By Christopher Myers
Review by: Jerrie DeRose
In a world where, too often, children are singled out for ridicule and taunts, and even cruelty, by peers and adults, author Christopher Myers has written a book challenging us to embrace our differences and celebrate our individuality.
The story of Ikarus, the new boy in school, and his wings is told by a shy, quiet young African American girl who knows all about isolation. At first, the oddity of Ikarus’s wings makes him a target of laughter from not only his peers, but by the teacher who does nothing to stop the taunts.
The young narrator thought if everyone ‘saw’ Ikarus fly then they would see what a wonderful thing he could do. But flying leads to accusations of being a show off. Sad and lonely, Ikarus comes to rest on top of a building with the pigeons. The narrator notes that, “at least pigeons don’t make fun of people”.

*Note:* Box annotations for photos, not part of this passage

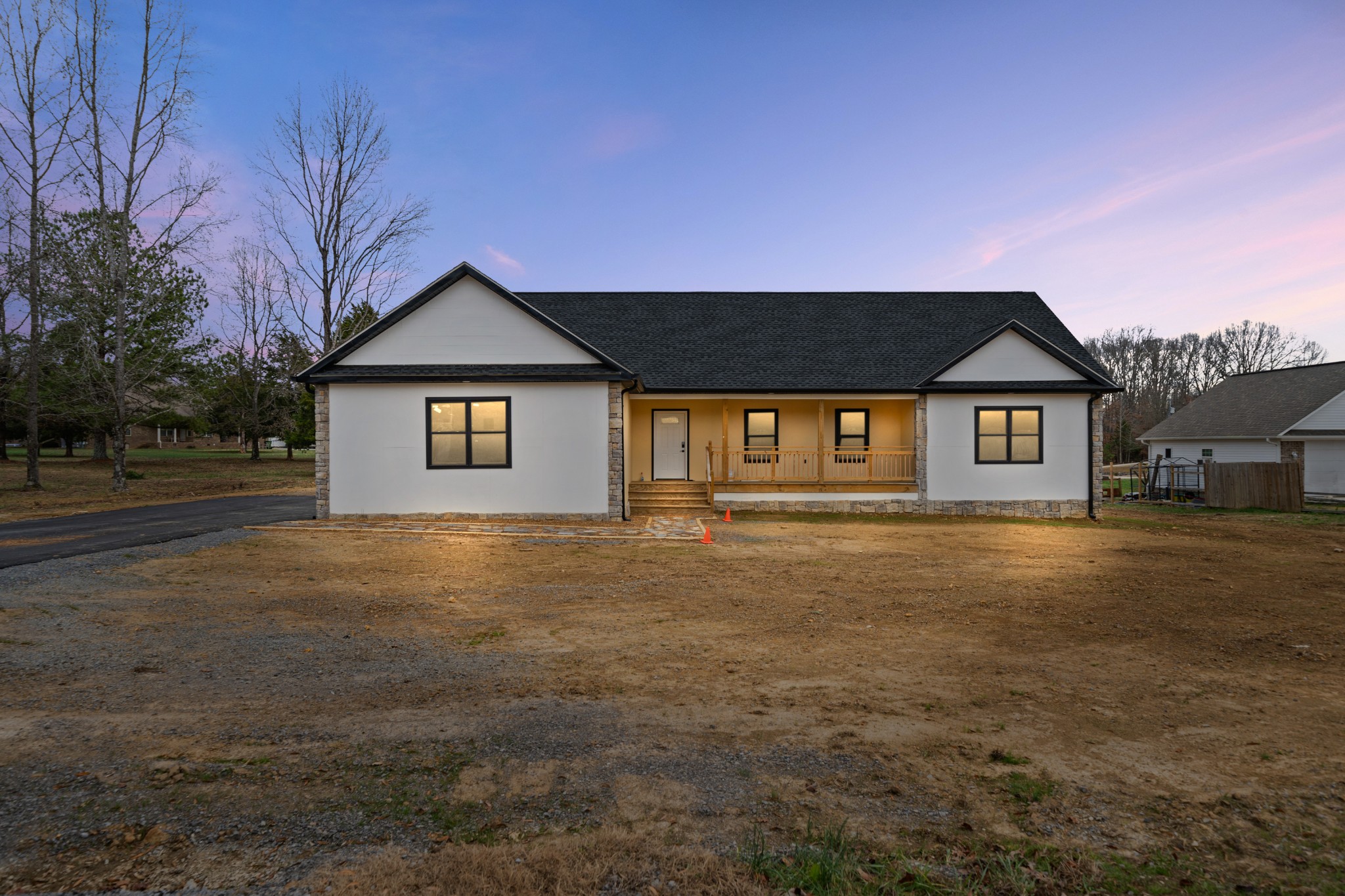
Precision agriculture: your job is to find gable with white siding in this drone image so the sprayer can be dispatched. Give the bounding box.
[1287,393,1345,435]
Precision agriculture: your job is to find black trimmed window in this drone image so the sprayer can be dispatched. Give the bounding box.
[742,408,780,463]
[837,407,869,463]
[977,407,1041,463]
[425,398,514,470]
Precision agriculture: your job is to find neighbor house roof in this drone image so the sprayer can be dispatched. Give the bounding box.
[1139,362,1345,440]
[299,263,1116,393]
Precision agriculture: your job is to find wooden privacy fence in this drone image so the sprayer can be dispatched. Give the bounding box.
[1205,462,1304,513]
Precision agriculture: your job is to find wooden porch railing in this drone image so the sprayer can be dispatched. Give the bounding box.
[705,442,916,488]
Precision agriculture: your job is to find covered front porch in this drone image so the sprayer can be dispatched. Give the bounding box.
[625,395,916,501]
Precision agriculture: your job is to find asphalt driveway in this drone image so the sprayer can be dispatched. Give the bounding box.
[0,494,313,568]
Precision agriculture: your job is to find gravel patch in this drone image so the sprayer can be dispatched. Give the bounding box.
[0,529,257,591]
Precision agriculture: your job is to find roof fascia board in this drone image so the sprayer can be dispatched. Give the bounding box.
[1136,434,1279,444]
[920,380,1124,395]
[293,262,634,383]
[624,389,920,402]
[308,371,634,383]
[920,320,1120,389]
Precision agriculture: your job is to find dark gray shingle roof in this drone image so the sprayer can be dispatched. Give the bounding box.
[1141,362,1345,439]
[515,293,1101,391]
[309,364,623,383]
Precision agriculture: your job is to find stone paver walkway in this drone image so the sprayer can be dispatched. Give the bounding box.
[245,516,705,542]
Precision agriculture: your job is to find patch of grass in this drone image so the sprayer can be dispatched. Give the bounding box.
[738,822,1105,896]
[1005,771,1056,803]
[1093,853,1231,896]
[990,750,1032,765]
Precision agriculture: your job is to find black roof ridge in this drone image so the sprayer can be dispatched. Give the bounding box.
[511,289,1038,298]
[1220,362,1345,381]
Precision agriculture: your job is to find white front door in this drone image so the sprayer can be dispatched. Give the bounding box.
[653,411,686,480]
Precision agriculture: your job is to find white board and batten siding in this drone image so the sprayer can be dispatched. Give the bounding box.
[925,330,1091,501]
[1285,393,1345,438]
[925,395,1090,501]
[338,277,597,370]
[935,330,1084,383]
[331,383,607,515]
[1149,439,1279,463]
[330,277,608,516]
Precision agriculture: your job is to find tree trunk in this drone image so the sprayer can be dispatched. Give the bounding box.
[23,166,41,489]
[112,426,127,492]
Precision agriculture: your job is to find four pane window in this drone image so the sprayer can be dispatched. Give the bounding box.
[742,410,780,463]
[426,398,511,469]
[977,407,1041,463]
[835,408,869,463]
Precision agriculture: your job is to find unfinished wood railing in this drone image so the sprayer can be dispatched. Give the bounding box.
[705,443,916,485]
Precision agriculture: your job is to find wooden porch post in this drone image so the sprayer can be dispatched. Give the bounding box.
[818,398,827,482]
[720,398,729,482]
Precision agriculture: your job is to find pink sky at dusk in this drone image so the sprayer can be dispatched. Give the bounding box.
[194,0,1345,360]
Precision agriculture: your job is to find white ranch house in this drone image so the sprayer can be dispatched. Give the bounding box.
[298,263,1118,520]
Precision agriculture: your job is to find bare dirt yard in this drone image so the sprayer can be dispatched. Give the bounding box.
[0,508,1345,895]
[0,447,313,523]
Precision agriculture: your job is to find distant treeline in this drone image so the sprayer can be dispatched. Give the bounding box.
[1084,321,1326,462]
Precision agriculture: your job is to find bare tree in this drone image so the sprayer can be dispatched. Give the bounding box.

In the end, the narrator reaches within herself to find a strength and dignity she didn’t realize existed within herself. This new sense of purpose lends this young girl the courage to defend Ikarus and bring to his attention the uniqueness and beauty of his wings. The bond that is formed between these two outsiders allows them to find pride in their diversity and the courage to stand tall.
This is an excellent book for ‘every child’ who has been made to feel an outcast and for every child to learn to accept and embrace those who are different for whatever reason.
The inspiration behind Wings, in Christopher Myers own words, “was to create a book that tells kids never to abandon those things that make them different, to be proud of what makes them unique. Every child has his own beauty, her own talents”.